The output of the harness is a detailed report, showing which tests failed, the input, the expected output, and the actual output. This makes debugging straightforward. Instead of sifting through logs, I get a direct comparison of expected vs. actual behavior.

Building this harness was a significant upfront investment. It took me about two weeks of focused effort. But it has paid for itself many times over by catching silent failures and giving me confidence to iterate rapidly on agent capabilities.
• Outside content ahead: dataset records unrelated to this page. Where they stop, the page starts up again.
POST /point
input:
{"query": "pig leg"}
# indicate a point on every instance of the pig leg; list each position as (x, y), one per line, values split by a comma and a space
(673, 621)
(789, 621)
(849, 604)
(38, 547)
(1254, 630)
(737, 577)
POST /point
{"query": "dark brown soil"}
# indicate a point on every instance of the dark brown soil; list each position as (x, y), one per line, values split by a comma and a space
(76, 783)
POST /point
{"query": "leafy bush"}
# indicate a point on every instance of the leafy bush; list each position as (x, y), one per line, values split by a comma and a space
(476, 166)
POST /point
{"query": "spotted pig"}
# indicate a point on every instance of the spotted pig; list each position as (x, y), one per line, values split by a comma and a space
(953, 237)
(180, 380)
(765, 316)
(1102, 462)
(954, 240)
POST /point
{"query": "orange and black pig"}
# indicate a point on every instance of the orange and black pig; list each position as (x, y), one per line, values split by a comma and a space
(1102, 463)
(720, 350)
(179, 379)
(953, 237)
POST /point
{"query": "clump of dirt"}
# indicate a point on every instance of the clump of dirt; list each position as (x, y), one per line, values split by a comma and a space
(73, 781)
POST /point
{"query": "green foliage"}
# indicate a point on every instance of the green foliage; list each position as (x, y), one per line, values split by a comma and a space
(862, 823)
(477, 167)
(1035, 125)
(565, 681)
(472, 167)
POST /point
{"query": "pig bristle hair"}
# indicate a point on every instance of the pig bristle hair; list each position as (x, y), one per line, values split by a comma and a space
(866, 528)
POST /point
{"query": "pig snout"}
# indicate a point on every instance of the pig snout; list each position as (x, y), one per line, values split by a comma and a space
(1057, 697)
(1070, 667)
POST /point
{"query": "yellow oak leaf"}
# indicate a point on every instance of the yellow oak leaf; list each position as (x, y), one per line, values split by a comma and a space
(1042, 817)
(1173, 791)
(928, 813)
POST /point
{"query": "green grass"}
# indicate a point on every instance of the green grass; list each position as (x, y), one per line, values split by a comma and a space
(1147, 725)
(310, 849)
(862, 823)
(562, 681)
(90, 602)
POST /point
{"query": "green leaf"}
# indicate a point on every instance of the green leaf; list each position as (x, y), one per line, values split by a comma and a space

It's the only way I can ship production AI agents with zero VC funding and still maintain quality.

Frequently Asked Questions

Q: How do you handle non-deterministic LLM outputs in your assertions?
A: I use a combination of keyword matching, negative keyword matching, and a small, fast LLM (Groq Mixtral) to evaluate the semantic content of the output. For example, instead of asserting "output == 'Hello world'", I assert "output contains 'Hello' and 'world'" or "LLM confirms output is a greeting."

Q: What if the evaluation LLM itself hallucinates or makes a mistake?
A: This is a valid concern. I mitigate this by keeping the evaluation prompts very simple and direct, using a highly reliable model (Groq Mixtral for speed/cost, sometimes Claude 3 Haiku for higher stakes), and having human review for any new evaluation prompts. The evaluation LLM is not generating content, only classifying it.

Q: How do you manage the test data (the 131 tests)?
A: All test cases are stored in a version-controlled YAML file. This allows for easy additions, modifications, and review. I categorize tests by agent and by the type of behavior they target.

Q: What's the biggest challenge in maintaining the harness?
A: Keeping the tests relevant as agent capabilities evolve. As I add new features or refine agent prompts, I often need to update existing tests or add new ones. This requires discipline, but it's a necessary overhead for stable agent development.

Q: Why not use an existing open-source eval framework?
A: Many frameworks are either too generic (focused on LLM benchmarks) or too opinionated for my specific multi-agent, multi-LLM, Oracle Cloud setup. Building my own gave me precise control over the 4-layer architecture, cost optimization, and direct integration with my existing CI/CD and monitoring tools.